General guidelines for people-centered marketing messages:

What have we gleaned from this whirlwind tour? We humans are captivated with ourselves. It's the most interesting subject we know. It's not just a media or marketing trend, but an evolutionary fact. So, why fight it? Use it to strengthen your sales message.

What's wrong with abstract concepts?

There's nothing inherently wrong with clever advertising "concepts," except that they too often focus on an analogy or image that is not about people. All things being equal, the farther away your focus strays from people-centered concepts, images, language, and benefits, the harder it is for your prospect to be interested, to process the information, and to respond positively.

Consider these examples from my "What were they thinking?" file.

From the United States Postal Service — a self-mailer with a picture of an orange stamped PARCEL POST. Headline: GET A TASTE OF OUR RELIABILITY.

From ADWEEK Directories — a 6" x 9" envelope with a graphic of a clock and a dollar sign. Teaser: 1/2 the cost, 1/2 the time, All the benefits of our unmatched worldwide resources.

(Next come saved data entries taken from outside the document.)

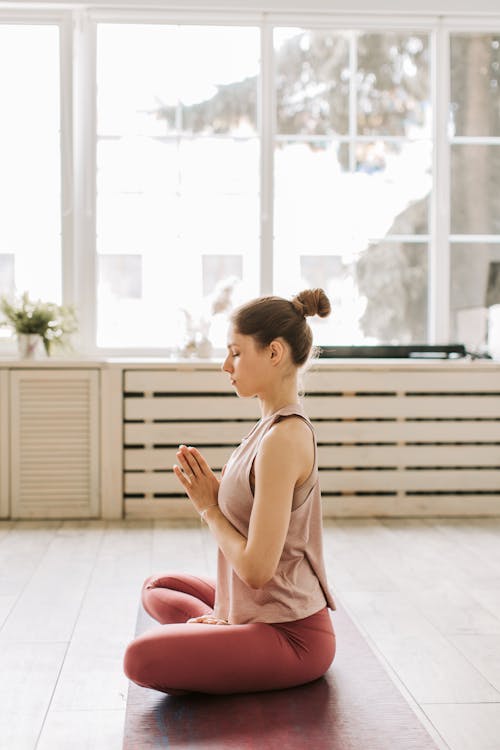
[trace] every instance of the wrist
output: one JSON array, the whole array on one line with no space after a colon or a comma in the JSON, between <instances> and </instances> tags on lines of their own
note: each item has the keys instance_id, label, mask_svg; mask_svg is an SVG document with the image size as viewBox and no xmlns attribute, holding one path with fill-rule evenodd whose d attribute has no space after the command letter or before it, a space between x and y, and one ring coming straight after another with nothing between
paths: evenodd
<instances>
[{"instance_id":1,"label":"wrist","mask_svg":"<svg viewBox=\"0 0 500 750\"><path fill-rule=\"evenodd\" d=\"M217 510L219 509L219 506L217 503L212 503L212 505L207 505L206 508L203 508L203 510L200 512L201 520L205 521L205 523L208 523L207 514L210 513L210 511L213 511L215 508L217 508Z\"/></svg>"}]
</instances>

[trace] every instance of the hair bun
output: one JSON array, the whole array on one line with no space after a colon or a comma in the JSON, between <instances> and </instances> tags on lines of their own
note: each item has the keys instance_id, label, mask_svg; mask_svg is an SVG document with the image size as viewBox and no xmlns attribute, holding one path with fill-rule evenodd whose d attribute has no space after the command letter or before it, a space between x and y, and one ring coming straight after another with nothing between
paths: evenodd
<instances>
[{"instance_id":1,"label":"hair bun","mask_svg":"<svg viewBox=\"0 0 500 750\"><path fill-rule=\"evenodd\" d=\"M323 289L304 289L296 294L291 302L297 312L304 317L319 315L320 318L326 318L332 310L330 300Z\"/></svg>"}]
</instances>

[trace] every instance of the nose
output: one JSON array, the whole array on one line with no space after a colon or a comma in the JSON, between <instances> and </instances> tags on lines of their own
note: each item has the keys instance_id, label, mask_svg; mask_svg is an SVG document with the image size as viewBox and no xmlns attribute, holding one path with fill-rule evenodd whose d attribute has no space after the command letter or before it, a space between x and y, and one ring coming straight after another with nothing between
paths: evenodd
<instances>
[{"instance_id":1,"label":"nose","mask_svg":"<svg viewBox=\"0 0 500 750\"><path fill-rule=\"evenodd\" d=\"M222 369L224 372L231 372L232 366L230 364L230 355L228 354L224 362L222 363Z\"/></svg>"}]
</instances>

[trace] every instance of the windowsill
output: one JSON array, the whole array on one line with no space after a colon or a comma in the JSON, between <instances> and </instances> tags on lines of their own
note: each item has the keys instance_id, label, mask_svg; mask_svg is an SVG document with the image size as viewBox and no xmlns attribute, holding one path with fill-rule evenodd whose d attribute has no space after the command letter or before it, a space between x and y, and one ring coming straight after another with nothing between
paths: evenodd
<instances>
[{"instance_id":1,"label":"windowsill","mask_svg":"<svg viewBox=\"0 0 500 750\"><path fill-rule=\"evenodd\" d=\"M0 369L53 369L53 368L118 368L118 369L182 369L182 370L218 370L221 368L223 357L211 358L174 358L174 357L106 357L106 356L74 356L48 357L41 359L19 359L17 356L0 356ZM429 358L394 358L394 359L361 359L357 357L346 359L322 358L315 360L313 369L489 369L500 366L500 360L469 359L429 359Z\"/></svg>"}]
</instances>

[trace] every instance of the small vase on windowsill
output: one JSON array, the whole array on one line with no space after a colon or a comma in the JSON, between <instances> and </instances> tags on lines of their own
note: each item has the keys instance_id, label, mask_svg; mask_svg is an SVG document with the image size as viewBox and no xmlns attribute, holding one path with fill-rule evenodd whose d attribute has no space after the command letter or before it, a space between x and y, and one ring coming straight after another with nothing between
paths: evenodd
<instances>
[{"instance_id":1,"label":"small vase on windowsill","mask_svg":"<svg viewBox=\"0 0 500 750\"><path fill-rule=\"evenodd\" d=\"M38 333L18 333L17 351L19 359L46 359L43 339Z\"/></svg>"}]
</instances>

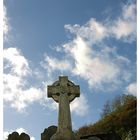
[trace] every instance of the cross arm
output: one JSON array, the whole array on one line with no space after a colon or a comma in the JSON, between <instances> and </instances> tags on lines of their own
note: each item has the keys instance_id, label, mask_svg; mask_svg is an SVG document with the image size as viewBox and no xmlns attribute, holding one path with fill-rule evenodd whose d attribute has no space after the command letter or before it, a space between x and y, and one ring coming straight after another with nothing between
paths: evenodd
<instances>
[{"instance_id":1,"label":"cross arm","mask_svg":"<svg viewBox=\"0 0 140 140\"><path fill-rule=\"evenodd\" d=\"M48 97L52 97L52 95L57 95L60 92L60 87L58 86L48 86Z\"/></svg>"},{"instance_id":2,"label":"cross arm","mask_svg":"<svg viewBox=\"0 0 140 140\"><path fill-rule=\"evenodd\" d=\"M58 95L61 93L67 93L69 96L74 95L75 97L80 96L80 87L79 85L73 86L48 86L48 97L53 95Z\"/></svg>"}]
</instances>

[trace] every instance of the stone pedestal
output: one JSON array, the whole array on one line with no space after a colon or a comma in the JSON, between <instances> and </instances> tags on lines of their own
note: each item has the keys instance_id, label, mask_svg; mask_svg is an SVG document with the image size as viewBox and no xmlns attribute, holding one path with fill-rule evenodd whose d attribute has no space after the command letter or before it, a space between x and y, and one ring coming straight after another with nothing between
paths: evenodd
<instances>
[{"instance_id":1,"label":"stone pedestal","mask_svg":"<svg viewBox=\"0 0 140 140\"><path fill-rule=\"evenodd\" d=\"M63 132L56 132L50 140L79 140L75 134L70 130L65 130Z\"/></svg>"}]
</instances>

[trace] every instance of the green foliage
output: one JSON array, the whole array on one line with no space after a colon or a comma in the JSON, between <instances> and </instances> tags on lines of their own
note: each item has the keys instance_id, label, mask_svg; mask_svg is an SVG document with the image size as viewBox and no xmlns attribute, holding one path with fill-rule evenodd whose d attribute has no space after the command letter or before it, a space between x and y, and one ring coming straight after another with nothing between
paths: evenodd
<instances>
[{"instance_id":1,"label":"green foliage","mask_svg":"<svg viewBox=\"0 0 140 140\"><path fill-rule=\"evenodd\" d=\"M136 140L136 135L133 133L132 130L130 130L130 131L127 133L127 135L126 135L126 137L125 137L125 140Z\"/></svg>"},{"instance_id":2,"label":"green foliage","mask_svg":"<svg viewBox=\"0 0 140 140\"><path fill-rule=\"evenodd\" d=\"M137 124L136 97L131 95L123 95L114 99L112 101L112 105L112 110L101 117L98 122L79 128L77 134L79 136L85 136L115 131L123 140L128 140L129 138L132 138L129 140L135 139Z\"/></svg>"}]
</instances>

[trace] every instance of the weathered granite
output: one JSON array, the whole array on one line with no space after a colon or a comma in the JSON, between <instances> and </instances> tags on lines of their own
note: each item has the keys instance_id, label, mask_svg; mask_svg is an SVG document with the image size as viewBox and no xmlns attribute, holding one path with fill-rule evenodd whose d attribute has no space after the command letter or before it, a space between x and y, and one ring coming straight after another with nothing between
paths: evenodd
<instances>
[{"instance_id":1,"label":"weathered granite","mask_svg":"<svg viewBox=\"0 0 140 140\"><path fill-rule=\"evenodd\" d=\"M19 136L19 140L30 140L30 137L26 133L21 133Z\"/></svg>"},{"instance_id":2,"label":"weathered granite","mask_svg":"<svg viewBox=\"0 0 140 140\"><path fill-rule=\"evenodd\" d=\"M80 96L79 85L74 85L67 76L60 76L53 85L48 86L48 97L59 103L58 128L51 140L76 140L72 131L70 102Z\"/></svg>"},{"instance_id":3,"label":"weathered granite","mask_svg":"<svg viewBox=\"0 0 140 140\"><path fill-rule=\"evenodd\" d=\"M44 132L41 133L41 140L50 140L51 136L57 131L57 126L50 126L44 129Z\"/></svg>"},{"instance_id":4,"label":"weathered granite","mask_svg":"<svg viewBox=\"0 0 140 140\"><path fill-rule=\"evenodd\" d=\"M13 132L12 134L8 135L8 140L19 140L18 132Z\"/></svg>"},{"instance_id":5,"label":"weathered granite","mask_svg":"<svg viewBox=\"0 0 140 140\"><path fill-rule=\"evenodd\" d=\"M19 135L18 132L13 132L8 135L8 140L30 140L30 137L26 133L21 133Z\"/></svg>"}]
</instances>

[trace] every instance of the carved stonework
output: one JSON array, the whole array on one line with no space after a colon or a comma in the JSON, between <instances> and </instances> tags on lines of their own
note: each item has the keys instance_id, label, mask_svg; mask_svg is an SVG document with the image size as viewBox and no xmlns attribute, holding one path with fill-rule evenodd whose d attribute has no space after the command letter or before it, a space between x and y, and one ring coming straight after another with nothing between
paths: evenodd
<instances>
[{"instance_id":1,"label":"carved stonework","mask_svg":"<svg viewBox=\"0 0 140 140\"><path fill-rule=\"evenodd\" d=\"M48 86L48 97L59 103L58 128L51 140L76 140L72 131L70 102L80 96L80 87L60 76L59 80Z\"/></svg>"}]
</instances>

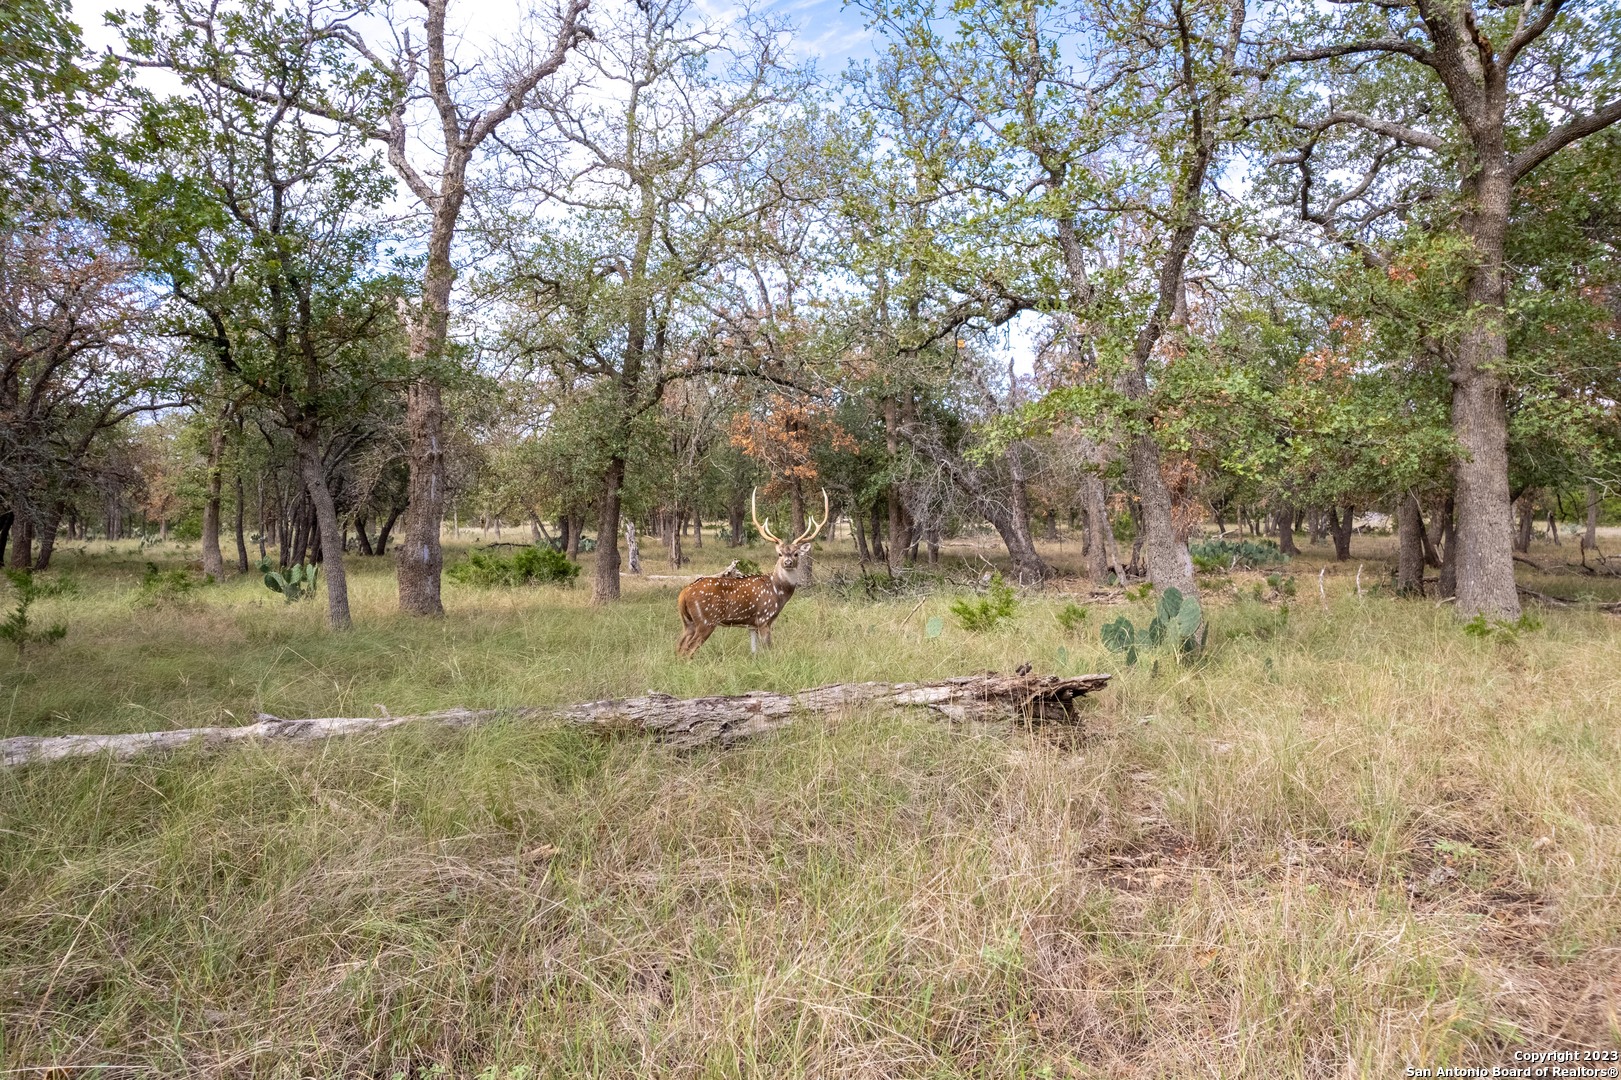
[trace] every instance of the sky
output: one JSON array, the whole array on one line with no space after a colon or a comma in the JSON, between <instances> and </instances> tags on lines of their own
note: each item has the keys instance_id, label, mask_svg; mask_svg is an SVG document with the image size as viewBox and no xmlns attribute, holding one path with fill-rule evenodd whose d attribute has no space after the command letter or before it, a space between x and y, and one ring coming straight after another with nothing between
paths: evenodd
<instances>
[{"instance_id":1,"label":"sky","mask_svg":"<svg viewBox=\"0 0 1621 1080\"><path fill-rule=\"evenodd\" d=\"M138 11L147 0L73 0L73 17L94 49L117 43L106 26L105 15L120 9ZM724 0L696 0L697 9L715 22L725 22L743 10ZM498 36L515 27L529 4L515 0L451 0L451 25L458 24L470 43L480 35ZM871 35L863 27L862 13L843 0L769 0L756 9L786 19L796 30L794 46L804 59L815 60L824 76L836 77L851 59L872 55ZM458 18L459 16L459 18ZM473 32L469 32L470 28Z\"/></svg>"}]
</instances>

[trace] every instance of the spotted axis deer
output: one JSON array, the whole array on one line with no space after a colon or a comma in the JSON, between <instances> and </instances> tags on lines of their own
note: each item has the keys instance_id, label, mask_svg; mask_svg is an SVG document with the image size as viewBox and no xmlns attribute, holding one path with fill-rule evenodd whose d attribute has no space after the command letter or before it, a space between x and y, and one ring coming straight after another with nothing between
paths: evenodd
<instances>
[{"instance_id":1,"label":"spotted axis deer","mask_svg":"<svg viewBox=\"0 0 1621 1080\"><path fill-rule=\"evenodd\" d=\"M749 652L758 652L760 641L771 647L771 624L782 614L794 595L794 578L799 557L810 550L811 541L827 525L827 489L822 489L822 520L811 517L805 531L792 540L771 534L771 519L761 522L755 510L755 494L749 495L749 516L760 535L777 545L777 565L769 574L739 574L735 570L713 577L701 577L681 590L676 601L681 625L686 632L675 651L682 656L697 652L717 626L749 628Z\"/></svg>"}]
</instances>

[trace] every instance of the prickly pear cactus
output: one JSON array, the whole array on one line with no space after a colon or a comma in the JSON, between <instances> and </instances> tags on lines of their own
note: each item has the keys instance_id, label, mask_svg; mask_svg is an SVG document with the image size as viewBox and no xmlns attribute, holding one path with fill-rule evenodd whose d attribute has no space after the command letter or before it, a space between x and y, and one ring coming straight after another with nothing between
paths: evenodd
<instances>
[{"instance_id":1,"label":"prickly pear cactus","mask_svg":"<svg viewBox=\"0 0 1621 1080\"><path fill-rule=\"evenodd\" d=\"M320 572L321 568L314 563L294 563L287 568L285 577L274 570L266 573L265 588L281 593L289 604L294 600L308 600L315 595L315 580Z\"/></svg>"},{"instance_id":2,"label":"prickly pear cactus","mask_svg":"<svg viewBox=\"0 0 1621 1080\"><path fill-rule=\"evenodd\" d=\"M1158 648L1169 643L1177 653L1187 655L1202 649L1209 633L1199 601L1183 596L1174 587L1160 594L1154 618L1142 629L1122 615L1106 623L1102 630L1104 647L1125 653L1127 665L1137 662L1139 646Z\"/></svg>"}]
</instances>

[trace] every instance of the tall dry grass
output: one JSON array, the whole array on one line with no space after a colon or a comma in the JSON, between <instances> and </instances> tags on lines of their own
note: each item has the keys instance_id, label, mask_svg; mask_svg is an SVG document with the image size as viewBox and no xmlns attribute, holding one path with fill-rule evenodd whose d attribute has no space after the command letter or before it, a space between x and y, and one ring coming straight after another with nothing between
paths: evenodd
<instances>
[{"instance_id":1,"label":"tall dry grass","mask_svg":"<svg viewBox=\"0 0 1621 1080\"><path fill-rule=\"evenodd\" d=\"M424 624L372 568L334 637L253 582L144 604L86 556L67 642L0 662L5 734L1118 678L1079 739L885 714L676 754L497 723L9 771L0 1071L1371 1077L1615 1046L1615 620L1473 637L1366 595L1371 561L1319 599L1317 565L1286 616L1211 582L1208 656L1127 670L1097 626L1146 604L1106 597L1076 635L1045 596L931 639L949 595L823 588L775 652L723 632L680 664L674 582L605 612L453 589Z\"/></svg>"}]
</instances>

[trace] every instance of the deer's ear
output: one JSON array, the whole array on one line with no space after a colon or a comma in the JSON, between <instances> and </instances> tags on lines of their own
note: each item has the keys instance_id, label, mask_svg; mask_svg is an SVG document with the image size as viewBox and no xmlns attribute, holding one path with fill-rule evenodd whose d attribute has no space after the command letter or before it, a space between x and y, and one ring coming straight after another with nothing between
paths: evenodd
<instances>
[{"instance_id":1,"label":"deer's ear","mask_svg":"<svg viewBox=\"0 0 1621 1080\"><path fill-rule=\"evenodd\" d=\"M801 554L801 555L808 555L808 554L810 554L810 549L811 549L811 546L810 546L810 544L808 544L808 543L807 543L807 544L800 544L800 545L799 545L799 553L800 553L800 554Z\"/></svg>"}]
</instances>

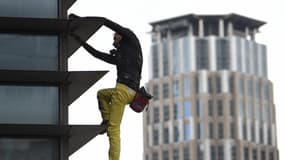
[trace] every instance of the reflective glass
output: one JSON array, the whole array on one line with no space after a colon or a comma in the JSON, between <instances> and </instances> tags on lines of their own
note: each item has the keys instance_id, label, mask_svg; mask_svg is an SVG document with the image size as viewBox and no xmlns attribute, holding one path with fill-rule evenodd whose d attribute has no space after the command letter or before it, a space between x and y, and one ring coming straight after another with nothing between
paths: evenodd
<instances>
[{"instance_id":1,"label":"reflective glass","mask_svg":"<svg viewBox=\"0 0 285 160\"><path fill-rule=\"evenodd\" d=\"M179 126L174 126L174 142L178 142L180 139L180 132L179 132Z\"/></svg>"},{"instance_id":2,"label":"reflective glass","mask_svg":"<svg viewBox=\"0 0 285 160\"><path fill-rule=\"evenodd\" d=\"M57 18L58 0L1 0L0 16Z\"/></svg>"},{"instance_id":3,"label":"reflective glass","mask_svg":"<svg viewBox=\"0 0 285 160\"><path fill-rule=\"evenodd\" d=\"M197 69L209 68L209 47L208 40L197 39L196 40L196 64Z\"/></svg>"},{"instance_id":4,"label":"reflective glass","mask_svg":"<svg viewBox=\"0 0 285 160\"><path fill-rule=\"evenodd\" d=\"M217 67L218 70L230 68L230 45L227 39L217 39Z\"/></svg>"},{"instance_id":5,"label":"reflective glass","mask_svg":"<svg viewBox=\"0 0 285 160\"><path fill-rule=\"evenodd\" d=\"M246 65L246 73L250 74L251 70L250 70L250 65L251 65L251 59L250 59L250 42L249 41L245 41L245 65Z\"/></svg>"},{"instance_id":6,"label":"reflective glass","mask_svg":"<svg viewBox=\"0 0 285 160\"><path fill-rule=\"evenodd\" d=\"M180 119L181 118L181 104L180 103L174 103L174 119Z\"/></svg>"},{"instance_id":7,"label":"reflective glass","mask_svg":"<svg viewBox=\"0 0 285 160\"><path fill-rule=\"evenodd\" d=\"M0 123L57 124L58 87L0 86Z\"/></svg>"},{"instance_id":8,"label":"reflective glass","mask_svg":"<svg viewBox=\"0 0 285 160\"><path fill-rule=\"evenodd\" d=\"M55 139L0 138L1 160L58 160Z\"/></svg>"},{"instance_id":9,"label":"reflective glass","mask_svg":"<svg viewBox=\"0 0 285 160\"><path fill-rule=\"evenodd\" d=\"M184 101L184 118L191 116L191 102L189 100Z\"/></svg>"},{"instance_id":10,"label":"reflective glass","mask_svg":"<svg viewBox=\"0 0 285 160\"><path fill-rule=\"evenodd\" d=\"M188 37L182 38L183 45L183 71L188 73L190 71L190 41Z\"/></svg>"},{"instance_id":11,"label":"reflective glass","mask_svg":"<svg viewBox=\"0 0 285 160\"><path fill-rule=\"evenodd\" d=\"M152 76L158 78L159 75L158 45L152 45Z\"/></svg>"},{"instance_id":12,"label":"reflective glass","mask_svg":"<svg viewBox=\"0 0 285 160\"><path fill-rule=\"evenodd\" d=\"M168 43L166 40L162 42L162 64L163 64L163 76L169 74L169 50Z\"/></svg>"},{"instance_id":13,"label":"reflective glass","mask_svg":"<svg viewBox=\"0 0 285 160\"><path fill-rule=\"evenodd\" d=\"M169 98L169 84L168 84L168 82L163 83L163 98Z\"/></svg>"},{"instance_id":14,"label":"reflective glass","mask_svg":"<svg viewBox=\"0 0 285 160\"><path fill-rule=\"evenodd\" d=\"M192 139L192 131L189 123L184 124L184 139L185 141Z\"/></svg>"},{"instance_id":15,"label":"reflective glass","mask_svg":"<svg viewBox=\"0 0 285 160\"><path fill-rule=\"evenodd\" d=\"M267 77L267 50L265 45L261 45L262 76Z\"/></svg>"},{"instance_id":16,"label":"reflective glass","mask_svg":"<svg viewBox=\"0 0 285 160\"><path fill-rule=\"evenodd\" d=\"M173 81L173 97L180 97L179 80Z\"/></svg>"},{"instance_id":17,"label":"reflective glass","mask_svg":"<svg viewBox=\"0 0 285 160\"><path fill-rule=\"evenodd\" d=\"M173 41L172 43L172 61L173 61L173 65L172 65L172 73L173 74L178 74L180 73L180 48L179 48L179 39L176 39Z\"/></svg>"},{"instance_id":18,"label":"reflective glass","mask_svg":"<svg viewBox=\"0 0 285 160\"><path fill-rule=\"evenodd\" d=\"M183 86L183 92L184 92L184 97L190 96L190 78L189 77L184 77L184 86Z\"/></svg>"},{"instance_id":19,"label":"reflective glass","mask_svg":"<svg viewBox=\"0 0 285 160\"><path fill-rule=\"evenodd\" d=\"M242 53L241 53L241 38L236 37L236 54L237 54L237 68L242 72Z\"/></svg>"},{"instance_id":20,"label":"reflective glass","mask_svg":"<svg viewBox=\"0 0 285 160\"><path fill-rule=\"evenodd\" d=\"M253 56L253 70L254 70L254 74L258 75L258 69L259 69L259 62L258 62L258 44L253 42L253 47L252 47L252 56Z\"/></svg>"},{"instance_id":21,"label":"reflective glass","mask_svg":"<svg viewBox=\"0 0 285 160\"><path fill-rule=\"evenodd\" d=\"M57 70L58 37L0 34L0 69Z\"/></svg>"},{"instance_id":22,"label":"reflective glass","mask_svg":"<svg viewBox=\"0 0 285 160\"><path fill-rule=\"evenodd\" d=\"M202 100L197 100L197 116L198 117L203 116L203 102L202 102Z\"/></svg>"}]
</instances>

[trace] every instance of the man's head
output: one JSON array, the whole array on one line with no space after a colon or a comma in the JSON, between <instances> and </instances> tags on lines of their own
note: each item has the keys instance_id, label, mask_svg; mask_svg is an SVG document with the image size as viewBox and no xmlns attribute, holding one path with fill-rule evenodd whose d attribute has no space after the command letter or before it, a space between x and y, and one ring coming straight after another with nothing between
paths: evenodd
<instances>
[{"instance_id":1,"label":"man's head","mask_svg":"<svg viewBox=\"0 0 285 160\"><path fill-rule=\"evenodd\" d=\"M114 34L114 42L113 42L113 46L115 48L118 48L120 46L120 42L122 40L122 36L119 33L115 33Z\"/></svg>"}]
</instances>

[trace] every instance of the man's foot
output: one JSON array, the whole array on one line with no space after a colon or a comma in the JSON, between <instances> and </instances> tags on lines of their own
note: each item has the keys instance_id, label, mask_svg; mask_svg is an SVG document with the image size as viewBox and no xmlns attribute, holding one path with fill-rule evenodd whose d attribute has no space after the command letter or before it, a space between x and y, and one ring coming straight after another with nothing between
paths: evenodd
<instances>
[{"instance_id":1,"label":"man's foot","mask_svg":"<svg viewBox=\"0 0 285 160\"><path fill-rule=\"evenodd\" d=\"M68 16L68 18L69 19L78 19L78 18L80 18L78 15L76 15L76 14L73 14L73 13L71 13L69 16Z\"/></svg>"},{"instance_id":2,"label":"man's foot","mask_svg":"<svg viewBox=\"0 0 285 160\"><path fill-rule=\"evenodd\" d=\"M107 128L108 128L108 120L103 120L100 124L100 126L104 127L104 130L102 130L102 132L100 132L99 134L104 134L107 132Z\"/></svg>"}]
</instances>

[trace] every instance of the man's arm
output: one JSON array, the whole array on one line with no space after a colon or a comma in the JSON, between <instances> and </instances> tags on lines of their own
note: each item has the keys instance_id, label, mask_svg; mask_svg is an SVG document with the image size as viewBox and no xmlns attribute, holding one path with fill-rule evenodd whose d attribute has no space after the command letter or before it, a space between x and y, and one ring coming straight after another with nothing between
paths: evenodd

From Roosevelt Bank — an envelope with a photo of an eagle flying in a blue sky. Teaser: The Search Is Over, Not Just Another Gold Card ... A Better Gold Card

Every one uses an abstract concept to make a point. But the concept and the point are divorced from the central subject people are interested in: people.

When you use an abstract concept to deliver a message, your audience has to connect the concept to your message, then try to relate your message to something they find personally relevant. Why make people work so hard, when there's one subject they are guaranteed to find interesting? PEOPLE!

If there's only one change you make in your direct response advertising this year, make it this: Build your message around people.